In 2015 the club's momentum continued. They reached the final of the Louth Senior Football Championship for the first time ever, losing by eight points to St Patrick's. The following year they again reached the final, this time facing St Mary's of Ardee on 2 October. A tight match at the Drogheda Gaelic Grounds ended with a late goal to seal a historic win for the Quay men, by a score of 1–11 to 1–09.

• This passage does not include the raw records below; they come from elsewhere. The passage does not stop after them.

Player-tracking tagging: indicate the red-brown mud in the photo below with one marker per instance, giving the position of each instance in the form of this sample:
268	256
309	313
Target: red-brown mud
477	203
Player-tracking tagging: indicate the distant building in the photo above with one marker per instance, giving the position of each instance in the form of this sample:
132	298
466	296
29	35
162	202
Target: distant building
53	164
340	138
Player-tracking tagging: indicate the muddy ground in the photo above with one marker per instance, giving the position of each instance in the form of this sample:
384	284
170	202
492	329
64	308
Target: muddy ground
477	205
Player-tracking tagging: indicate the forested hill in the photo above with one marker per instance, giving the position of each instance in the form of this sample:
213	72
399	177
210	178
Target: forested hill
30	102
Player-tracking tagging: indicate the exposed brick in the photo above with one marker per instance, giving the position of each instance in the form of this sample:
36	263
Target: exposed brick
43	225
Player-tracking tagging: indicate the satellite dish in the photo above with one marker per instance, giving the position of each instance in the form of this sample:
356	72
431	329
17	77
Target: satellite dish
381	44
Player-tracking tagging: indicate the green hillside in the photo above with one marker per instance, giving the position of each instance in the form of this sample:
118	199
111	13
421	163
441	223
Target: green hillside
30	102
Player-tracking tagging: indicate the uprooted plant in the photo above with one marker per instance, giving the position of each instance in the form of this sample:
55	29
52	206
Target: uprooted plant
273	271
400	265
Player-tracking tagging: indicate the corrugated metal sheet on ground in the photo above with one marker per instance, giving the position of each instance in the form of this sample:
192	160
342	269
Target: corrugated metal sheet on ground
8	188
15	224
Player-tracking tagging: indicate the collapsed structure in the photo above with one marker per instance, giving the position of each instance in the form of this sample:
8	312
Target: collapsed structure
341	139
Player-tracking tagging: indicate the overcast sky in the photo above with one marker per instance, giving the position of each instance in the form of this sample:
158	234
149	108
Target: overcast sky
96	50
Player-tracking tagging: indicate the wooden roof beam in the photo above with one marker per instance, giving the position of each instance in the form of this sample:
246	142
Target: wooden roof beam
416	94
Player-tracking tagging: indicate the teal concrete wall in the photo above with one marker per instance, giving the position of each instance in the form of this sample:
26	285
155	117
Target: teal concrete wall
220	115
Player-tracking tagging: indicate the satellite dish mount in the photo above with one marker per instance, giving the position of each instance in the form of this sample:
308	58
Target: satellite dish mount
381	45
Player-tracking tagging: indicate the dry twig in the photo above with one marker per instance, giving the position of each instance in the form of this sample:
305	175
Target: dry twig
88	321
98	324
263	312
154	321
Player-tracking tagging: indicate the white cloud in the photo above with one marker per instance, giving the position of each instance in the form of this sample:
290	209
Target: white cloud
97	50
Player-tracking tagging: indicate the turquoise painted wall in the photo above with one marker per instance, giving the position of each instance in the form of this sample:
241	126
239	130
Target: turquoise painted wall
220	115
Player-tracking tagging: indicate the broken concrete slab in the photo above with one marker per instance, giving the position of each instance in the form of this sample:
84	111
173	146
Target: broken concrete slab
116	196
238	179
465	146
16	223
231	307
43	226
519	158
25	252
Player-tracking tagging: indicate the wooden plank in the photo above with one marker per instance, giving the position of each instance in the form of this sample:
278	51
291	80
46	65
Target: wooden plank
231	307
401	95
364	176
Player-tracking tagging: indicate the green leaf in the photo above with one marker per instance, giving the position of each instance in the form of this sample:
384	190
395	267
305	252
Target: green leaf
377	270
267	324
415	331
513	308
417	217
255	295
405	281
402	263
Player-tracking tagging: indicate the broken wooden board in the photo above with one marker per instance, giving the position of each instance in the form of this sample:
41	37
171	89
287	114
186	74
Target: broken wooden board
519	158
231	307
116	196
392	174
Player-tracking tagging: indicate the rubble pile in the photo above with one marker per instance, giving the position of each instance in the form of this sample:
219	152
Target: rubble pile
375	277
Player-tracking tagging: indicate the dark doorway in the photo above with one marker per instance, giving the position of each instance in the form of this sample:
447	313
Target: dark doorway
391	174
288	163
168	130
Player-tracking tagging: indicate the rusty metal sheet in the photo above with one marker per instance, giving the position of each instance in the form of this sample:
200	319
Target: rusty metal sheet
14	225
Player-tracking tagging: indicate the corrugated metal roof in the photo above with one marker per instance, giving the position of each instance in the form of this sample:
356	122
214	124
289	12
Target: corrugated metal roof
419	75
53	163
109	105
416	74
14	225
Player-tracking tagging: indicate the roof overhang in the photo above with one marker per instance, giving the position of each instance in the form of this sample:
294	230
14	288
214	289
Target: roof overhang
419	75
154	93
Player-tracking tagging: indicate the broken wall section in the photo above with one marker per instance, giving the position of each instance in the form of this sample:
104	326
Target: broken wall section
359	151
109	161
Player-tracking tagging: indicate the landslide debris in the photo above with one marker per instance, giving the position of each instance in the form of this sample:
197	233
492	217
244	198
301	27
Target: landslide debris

Another hard-fought Provincial campaign lay ahead in the 2016–17 All-Ireland Senior Club Football Championship. O'Mahony's began by defeating Baltinglass and then overcame Newbridge Sarsfields at the quarter-final stage. Semi-final opponents Rhode of Offaly proved too tough an obstacle, defeating the O'Mahony's 0–12 to 1–05 in December at Drogheda.

The 2016 team that won the Joe Ward Cup was: Kevin Brennan, Kurt Murphy (0–1), Ronan Byrne (0–1), Mickey Clarke, Liam Dullaghan (0–2), John O'Brien, Barry O'Brien, Conor Martin, Shane Brennan (Capt.), Conor Finnegan (0–6, 5f), Ben McLaughlin, Stephen Fisher, Stephen Kilcoyne (0–1), Conor Crawley (1–0), Johnny Connolly. Subs Used: Niall McLaughlin, David Dowling, Barry Mackin.

==Notable players==
- Peter Corr – considered one of the best forwards to play for Louth. Member of the 1941 Junior Championship team. Won All-Ireland Minor Football Championship with Louth in 1940. Runner-up in 1941 Minor Final. Scored 1–8 in 1943 Leinster Senior Final against Laois. Later pursued a soccer career in England and was capped at international level.
- David Crawley – member of 1998 Intermediate Championship-winning side. Captained Dundalk in 2002 FAI Cup final and won League of Ireland medals with Shelbourne. His brother Willie also played with Dundalk and the Louth minor team.
- John O'Brien – played for Louth at underage and senior level. Made twenty-five Championship appearances for his county, most notably in the 2010 Leinster Final. His uncle Barry played for Louth in the Eighties.

==Honours==
- Louth Senior Football Championship (1): 2016
- Louth Intermediate Football Championship (3): 1992, 1998, 2014
- Louth Junior Football Championship (3): 1941, 1973, 1982
- Leinster Intermediate Club Football Championship (1): 2014
- Louth Intermediate Football League (1): 2005
- Intermediate Football League Division 2B (2): 2002, 2004
- Louth Junior A Football League (4): 1939, 1940, 1948, 1987
- Paddy Sheelan Shield (1): 2013
- Drogheda and Dundalk Dairies Shield (1): 1982
- Louth Junior 2A Football Championship (1): 1981
- Louth Junior 2B Football Championship (1): 2002
- Louth Junior 2 Football League (Division 4C) (1): 2002
- Louth Junior 2 Football League (Division 5) (1): 2021

==Trivia==
Several players throughout the lifetime of the club have been members of the Army's 27 Infantry Battalion, based at nearby Aiken Barracks. In recognition of the service to the GAA of former O'Mahony's stalwarts Andy Rogers and Kevin Mullen, the County Board runs football competitions named in their honour.